Perhaps oil rising for the first time in a while on the very same days as the tech selloff isn’t a coincidence. As you can see in the chart above, while the NASDAQ had its worst 2-day loss of the year at three percent, the NASDAQ's crude oil index rose 0.94%.
Another, seemingly unrelated event to the tech sell-off is the much-anticipated Fed policy decision and its forgone conclusion of a second quarter-percent rate hike this year. There is a minority market opinion that the recent reflation rally occurred because of economics, and not President Donald Trump’s pro-growth agenda.
During the two-day 3% tech sell-off, the same exchange’s financial sector actually rallied 3.6%, more than the NASDAQ 100’s much talked about fall. So, is the tech sell-off a leading indicator of an impending market crash, or are equity investors simply rotating out of momentum stocks and into value stocks?
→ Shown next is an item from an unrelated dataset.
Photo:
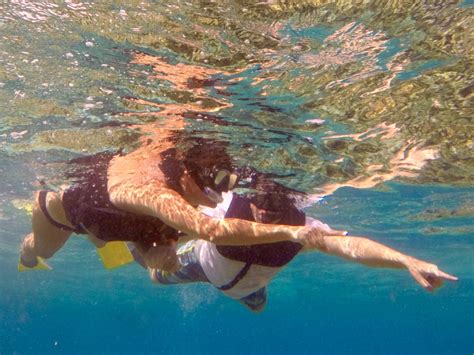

While 90 percent of tech stocks were down yesterday, financials and energy — laggers this year — were up. Growth indices were down, but value indices were up. This trend is likely to continue over the next weeks to months, rather than just days, as tech valuations have become disproportionately high. However, tech stocks may get a small boost on higher exports, thanks to a weaker dollar.
Safe haven assets such as Treasuries, gold, the Japanese yen and US dollar are trading within a holding pattern, ahead of tomorrow's Federal Reserve policy meeting.
The pound, whose fortunes seem directly tied to the UK's PM Theresa May, was unable to climb. It is still unclear whether May can survive the fallout from her unsuccessful election gamble. The question is whether investors will look beyond May's political survival when determining the value of the GBP.